But traditional photographic practices will be forever enshrined in the movies, perhaps to be puzzled over by future generations. One can foresee a time, for example, when audiences will think the red lighting in the darkroom scenes of Funny Face, Pecker or Crazy/Beautiful was purely a stylistic choice by the film-makers, as opposed to an obligatory safe light for use while developing black and white prints. Or when the ominous portents in David Warner’s photos in The Omen are seen as primitive scratchings by an evil entity who really needs a few lessons in Photoshop to make the images truly ominous, or maybe Snapseed so it can scrawl “CANNON FODDER” across someone’s forehead.

Why the fuss about Peter Parker’s exclusive Spider-Man pictures, when any Citizen Photojournalist in New York can whip out a cameraphone while the superhero is swinging past? And what’s so special about that disposable camera in The Man Who Fell to Earth? (“Within four years of filming it,” director Nicolas Roeg said in an interview with GQ in 2012, “I was at L.A. airport and saw a Fuji disposable camera.”) Or how about the “hi-tech” image enhancement in Blade Runner, which now looks about as futuristic as a 1980s Amstrad word processor?

And will there even be any professional photographers in a future where people can help themselves to images from the internet (as indeed I have done with some of the screengrabs on this page) and in which publications increasingly expect photographers, alongside illustrators and writers, to work for no pay and be grateful for “the exposure”? Or the online tabloids simply recycle pictures they find on Twitter, and good luck to anyone who tries to claim ownership.

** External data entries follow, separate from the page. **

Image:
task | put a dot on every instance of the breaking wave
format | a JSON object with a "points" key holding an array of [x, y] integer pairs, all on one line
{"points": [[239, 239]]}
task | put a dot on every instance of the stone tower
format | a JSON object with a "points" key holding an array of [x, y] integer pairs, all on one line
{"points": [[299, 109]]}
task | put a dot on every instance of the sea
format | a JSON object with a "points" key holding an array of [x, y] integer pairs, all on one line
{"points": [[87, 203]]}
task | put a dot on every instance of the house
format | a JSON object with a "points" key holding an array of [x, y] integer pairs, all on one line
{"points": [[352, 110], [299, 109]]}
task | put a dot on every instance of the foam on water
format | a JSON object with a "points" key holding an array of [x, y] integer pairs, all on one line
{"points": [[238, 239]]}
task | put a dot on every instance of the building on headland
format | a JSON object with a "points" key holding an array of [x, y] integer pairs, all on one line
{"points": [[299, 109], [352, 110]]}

All images are up for grabs, and creators are fortunate even to get a credit out of it.

The rituals of taking, developing and printing photographs the old-fashioned way will soon be consigned to the history books alongside Aztec sacrifice and the paraphernalia for the upkeep of moustaches. But we’ll still be able to revisit them via the movies!

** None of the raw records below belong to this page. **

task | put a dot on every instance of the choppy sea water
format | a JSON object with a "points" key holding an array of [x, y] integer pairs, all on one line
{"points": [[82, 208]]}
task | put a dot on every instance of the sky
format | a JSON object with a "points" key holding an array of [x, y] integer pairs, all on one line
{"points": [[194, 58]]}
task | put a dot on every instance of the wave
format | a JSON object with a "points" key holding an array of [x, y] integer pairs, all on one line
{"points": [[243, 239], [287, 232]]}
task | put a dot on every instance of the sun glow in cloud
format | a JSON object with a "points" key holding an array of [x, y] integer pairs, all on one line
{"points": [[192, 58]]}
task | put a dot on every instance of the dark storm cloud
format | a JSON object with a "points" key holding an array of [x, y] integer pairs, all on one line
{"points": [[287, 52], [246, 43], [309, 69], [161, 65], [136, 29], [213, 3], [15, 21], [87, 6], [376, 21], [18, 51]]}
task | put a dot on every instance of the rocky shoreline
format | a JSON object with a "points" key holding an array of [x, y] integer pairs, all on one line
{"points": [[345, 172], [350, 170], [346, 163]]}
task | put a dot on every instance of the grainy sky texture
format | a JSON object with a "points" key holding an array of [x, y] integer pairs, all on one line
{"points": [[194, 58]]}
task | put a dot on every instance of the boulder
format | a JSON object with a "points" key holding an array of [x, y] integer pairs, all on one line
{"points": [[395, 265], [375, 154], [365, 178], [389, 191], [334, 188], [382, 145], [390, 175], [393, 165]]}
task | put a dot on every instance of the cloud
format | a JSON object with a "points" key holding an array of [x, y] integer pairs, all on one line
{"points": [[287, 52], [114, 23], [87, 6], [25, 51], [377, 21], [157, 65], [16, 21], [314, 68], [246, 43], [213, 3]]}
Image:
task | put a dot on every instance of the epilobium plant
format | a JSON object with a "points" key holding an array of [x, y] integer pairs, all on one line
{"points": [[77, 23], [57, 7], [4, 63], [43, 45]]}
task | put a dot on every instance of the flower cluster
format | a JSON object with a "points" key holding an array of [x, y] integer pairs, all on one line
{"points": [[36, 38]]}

Here are eleven of the most memorable movie photographers.

 

Rear Window (1954)

Rear Window

James Stewart plays professional photographer L.B. Jeffries, laid up in his Greenwich Village apartment with his leg in plaster after an accident at the motor-racing track. But that long lens comes in handy for spying on his neighbours across the yard, and he’s able to slow down the killer who is advancing on him by dazzling him with his flash.

Nowadays, if you wanted to dazzle a killer you would have to close the iPhone camera and open the flashlight app. It’s just not the same.

 

Funny Face (1957)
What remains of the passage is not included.